Should journalists interview people as they are being tortured?
I would think probably not, but the editor of The Atlantic apparently thinks that's ok:
Ibrahim al-Halabi was confused by my questions. He could neither tell me how he landed himself in a makeshift prison cell nor respond to even simple queries, like what job he held. The 27-year-old had been picked up at a routine checkpoint in the city of Aleppo by rebels from the Free Syrian Army (FSA) fighting the Syrian regime. When he could not provide identification papers, they arrested him.
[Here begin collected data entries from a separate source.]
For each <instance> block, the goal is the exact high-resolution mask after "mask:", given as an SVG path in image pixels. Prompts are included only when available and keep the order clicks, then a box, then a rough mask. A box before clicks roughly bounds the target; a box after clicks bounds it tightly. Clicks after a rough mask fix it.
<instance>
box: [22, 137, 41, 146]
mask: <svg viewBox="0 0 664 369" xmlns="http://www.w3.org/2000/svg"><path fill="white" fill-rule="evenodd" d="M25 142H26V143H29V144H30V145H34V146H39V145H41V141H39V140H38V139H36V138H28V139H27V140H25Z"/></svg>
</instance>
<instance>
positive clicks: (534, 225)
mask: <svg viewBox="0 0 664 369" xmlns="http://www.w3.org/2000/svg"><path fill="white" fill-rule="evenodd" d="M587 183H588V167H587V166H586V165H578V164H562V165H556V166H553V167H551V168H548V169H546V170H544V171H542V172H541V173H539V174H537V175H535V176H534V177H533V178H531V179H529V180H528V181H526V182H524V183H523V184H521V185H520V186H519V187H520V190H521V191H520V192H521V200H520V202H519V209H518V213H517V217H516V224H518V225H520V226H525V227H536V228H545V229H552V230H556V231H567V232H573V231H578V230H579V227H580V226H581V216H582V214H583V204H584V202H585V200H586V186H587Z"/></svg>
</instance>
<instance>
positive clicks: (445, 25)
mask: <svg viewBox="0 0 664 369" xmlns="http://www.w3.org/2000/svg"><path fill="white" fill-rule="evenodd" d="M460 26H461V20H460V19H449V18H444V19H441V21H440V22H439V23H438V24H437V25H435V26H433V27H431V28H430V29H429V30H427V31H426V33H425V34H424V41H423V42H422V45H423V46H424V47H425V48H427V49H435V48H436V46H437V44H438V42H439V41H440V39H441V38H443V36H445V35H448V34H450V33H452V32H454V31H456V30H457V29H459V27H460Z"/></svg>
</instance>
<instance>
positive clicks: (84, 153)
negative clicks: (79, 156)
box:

My broken Egyptian Arabic was probably not to blame for the troubled communication, because another inmate offered logical responses to the same routine questions. But with Ibrahim, they only elicited a bewildered gaze.
On the rare occasion when he did speak, Ibrahim provided contradictory responses. At times he said he worked in a textile factory. Other times he said he was unemployed. Once he even admitted that he had worked for the regime's paramilitary, known as the shabiha, albeit for only two days. Ibrahim was clearly scared. His left hand never stopped shaking. Red spots on his forehead and nose covered the marks where his captors had beaten him. When Ibrahim refused to speak, a fighter yelled at him "Liar! Shabih! Dog!" before intensifying his pain with several slaps to the face.
It'd be one thing if the journalist had witnessed the torture. But he appears to have been given the interview opportunity by the man's detainees and the guards are helping him get answers out. The comments thread is on fire in the article.
Yep, the same magazine which runs blog posts sponsored by the Church of Scientology and whose Middle East content is produced by the (pro-Israel think tank and advocacy group) Washington Institute for Near East Policy.